Another great family tradition was the discussion following dinner, as John and Julia were enjoying their coffee. This was labeled as “House talk” with free flowing opinions and discussion all within the privacy of the family members. There were lively debates on everything from the Viet Nam war to drug and alcohol use, religion to sexuality. Depending on the topic, the younger kids would many times return to the dinner table to hear the discussion instead of watching their favorite evening TV shows.
As a lesson to teach his kids the value of doing good deeds in the world, John would pull out a book at the dinner table labeled “The Good Book.” Once a week, he would go around the table and ask each of his children to speak about one good deed they had done that week and he would write it down in the book. Long after all of his children had grown, John would still often tell his kids, “that’s one for the good book,” upon hearing about someone doing a good deed.
John marched down LaSalle Street in the businessman march against the Viet Nam war. His two oldest sons who were facing the draft, were impressed by their father’s willingness to protest the war even though he was the “establishment” generation.

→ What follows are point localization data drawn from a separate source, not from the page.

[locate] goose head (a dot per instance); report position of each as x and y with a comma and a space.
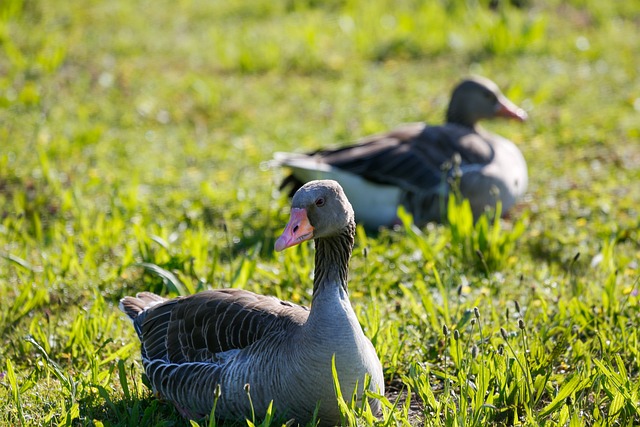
319, 209
478, 98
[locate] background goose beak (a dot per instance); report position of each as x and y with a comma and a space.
298, 230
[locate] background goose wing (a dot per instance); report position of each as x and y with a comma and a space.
201, 326
410, 157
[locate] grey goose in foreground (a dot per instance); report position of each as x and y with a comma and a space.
283, 351
414, 165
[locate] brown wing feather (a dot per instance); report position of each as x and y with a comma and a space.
197, 327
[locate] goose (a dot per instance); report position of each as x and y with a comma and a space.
260, 346
415, 164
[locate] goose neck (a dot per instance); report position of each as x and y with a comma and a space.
332, 260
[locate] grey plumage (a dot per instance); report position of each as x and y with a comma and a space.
413, 164
234, 337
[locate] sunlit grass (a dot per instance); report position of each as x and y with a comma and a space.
133, 136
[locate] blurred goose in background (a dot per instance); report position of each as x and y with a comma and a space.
414, 165
233, 337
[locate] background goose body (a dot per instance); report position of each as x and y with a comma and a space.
234, 337
414, 164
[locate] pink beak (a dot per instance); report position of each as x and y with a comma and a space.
298, 230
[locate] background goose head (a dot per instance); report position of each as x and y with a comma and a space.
319, 209
479, 98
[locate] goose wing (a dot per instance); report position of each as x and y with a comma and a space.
200, 327
410, 157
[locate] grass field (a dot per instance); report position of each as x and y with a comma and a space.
133, 142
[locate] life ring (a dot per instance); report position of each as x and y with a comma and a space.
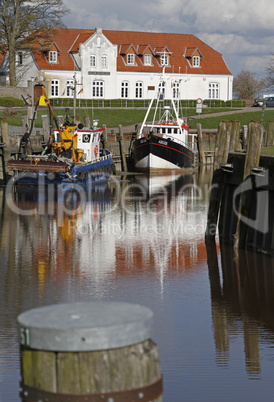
81, 175
34, 162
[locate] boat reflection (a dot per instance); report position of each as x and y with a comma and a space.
108, 231
242, 295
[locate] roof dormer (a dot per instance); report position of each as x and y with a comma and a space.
52, 53
128, 52
163, 55
145, 52
193, 56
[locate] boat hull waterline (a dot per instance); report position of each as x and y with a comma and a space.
161, 154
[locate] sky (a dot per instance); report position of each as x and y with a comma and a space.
241, 30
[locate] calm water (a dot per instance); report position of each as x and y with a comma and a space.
142, 241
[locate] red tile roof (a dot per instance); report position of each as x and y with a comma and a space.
68, 40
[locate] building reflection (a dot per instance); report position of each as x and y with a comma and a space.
104, 232
242, 294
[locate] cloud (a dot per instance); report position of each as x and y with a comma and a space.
243, 33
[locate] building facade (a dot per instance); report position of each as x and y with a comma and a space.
123, 65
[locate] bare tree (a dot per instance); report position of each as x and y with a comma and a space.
247, 86
23, 23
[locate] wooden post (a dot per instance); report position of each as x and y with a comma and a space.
122, 153
244, 136
200, 143
5, 132
222, 143
269, 140
87, 121
235, 136
253, 152
89, 352
105, 132
46, 128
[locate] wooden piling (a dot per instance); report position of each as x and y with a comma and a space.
89, 352
87, 121
269, 134
252, 159
46, 127
235, 136
200, 143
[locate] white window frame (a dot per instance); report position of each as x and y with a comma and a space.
52, 56
147, 60
130, 59
196, 61
98, 88
213, 90
54, 88
19, 58
164, 60
176, 90
92, 60
161, 88
124, 89
104, 61
139, 90
69, 88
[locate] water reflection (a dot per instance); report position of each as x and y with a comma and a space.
242, 294
142, 241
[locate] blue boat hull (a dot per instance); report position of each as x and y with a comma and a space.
89, 173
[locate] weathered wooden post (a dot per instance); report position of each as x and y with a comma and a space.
252, 159
105, 132
222, 143
87, 121
89, 352
200, 143
235, 136
122, 153
46, 128
244, 136
269, 134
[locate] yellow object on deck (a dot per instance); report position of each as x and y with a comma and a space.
42, 101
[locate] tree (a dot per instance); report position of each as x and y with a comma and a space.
23, 23
247, 86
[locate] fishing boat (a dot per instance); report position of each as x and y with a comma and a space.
72, 155
162, 146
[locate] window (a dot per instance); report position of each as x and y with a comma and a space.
196, 61
213, 91
104, 61
175, 90
53, 57
19, 58
98, 89
124, 89
161, 90
69, 88
92, 61
164, 60
130, 58
54, 87
147, 59
139, 90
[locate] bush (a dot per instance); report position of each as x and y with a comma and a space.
11, 102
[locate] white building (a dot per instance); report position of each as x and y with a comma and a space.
122, 64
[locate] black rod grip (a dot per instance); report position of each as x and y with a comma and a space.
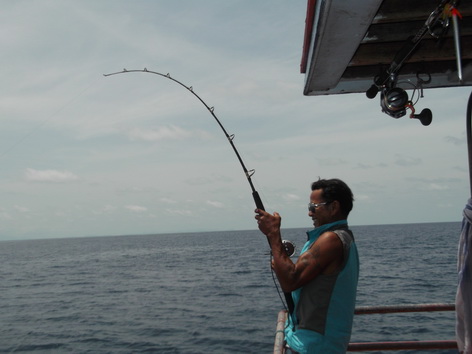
258, 201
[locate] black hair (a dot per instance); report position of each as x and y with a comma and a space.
335, 189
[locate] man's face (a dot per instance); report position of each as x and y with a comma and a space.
320, 214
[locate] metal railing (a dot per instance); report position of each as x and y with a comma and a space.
376, 346
402, 345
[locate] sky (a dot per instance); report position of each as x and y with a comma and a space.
87, 155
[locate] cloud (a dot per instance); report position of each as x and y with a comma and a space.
215, 204
456, 141
21, 209
289, 197
107, 209
168, 200
179, 212
407, 161
136, 208
171, 132
49, 176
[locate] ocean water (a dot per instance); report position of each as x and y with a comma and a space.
206, 292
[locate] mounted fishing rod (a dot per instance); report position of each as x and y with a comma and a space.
394, 100
289, 246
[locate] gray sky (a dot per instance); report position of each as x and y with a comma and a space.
86, 155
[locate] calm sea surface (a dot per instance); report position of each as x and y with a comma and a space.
205, 292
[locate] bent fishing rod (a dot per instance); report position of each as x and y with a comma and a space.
257, 199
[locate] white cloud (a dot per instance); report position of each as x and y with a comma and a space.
168, 201
215, 204
49, 176
136, 208
21, 209
171, 132
289, 197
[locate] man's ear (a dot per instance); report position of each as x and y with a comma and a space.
335, 207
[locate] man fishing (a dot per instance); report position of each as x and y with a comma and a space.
323, 281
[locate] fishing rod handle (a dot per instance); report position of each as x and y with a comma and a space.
257, 200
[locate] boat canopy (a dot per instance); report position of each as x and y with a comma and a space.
348, 44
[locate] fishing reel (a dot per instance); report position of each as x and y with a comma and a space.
289, 247
394, 100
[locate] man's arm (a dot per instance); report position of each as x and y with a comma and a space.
324, 257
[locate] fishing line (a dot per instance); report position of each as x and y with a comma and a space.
230, 138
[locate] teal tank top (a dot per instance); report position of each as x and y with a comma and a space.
324, 308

John was disappointed he never graduated from college but he was committed to having all eleven of his children attend and complete college.
He drove a modest car all of his life to allow his many teenage children a car to share. After paying his last college tuition for his youngest child, that same month signed up for Medicare. To celebrate his last college tuition payment - he traded in his Toyota and splurged on a Cadillac!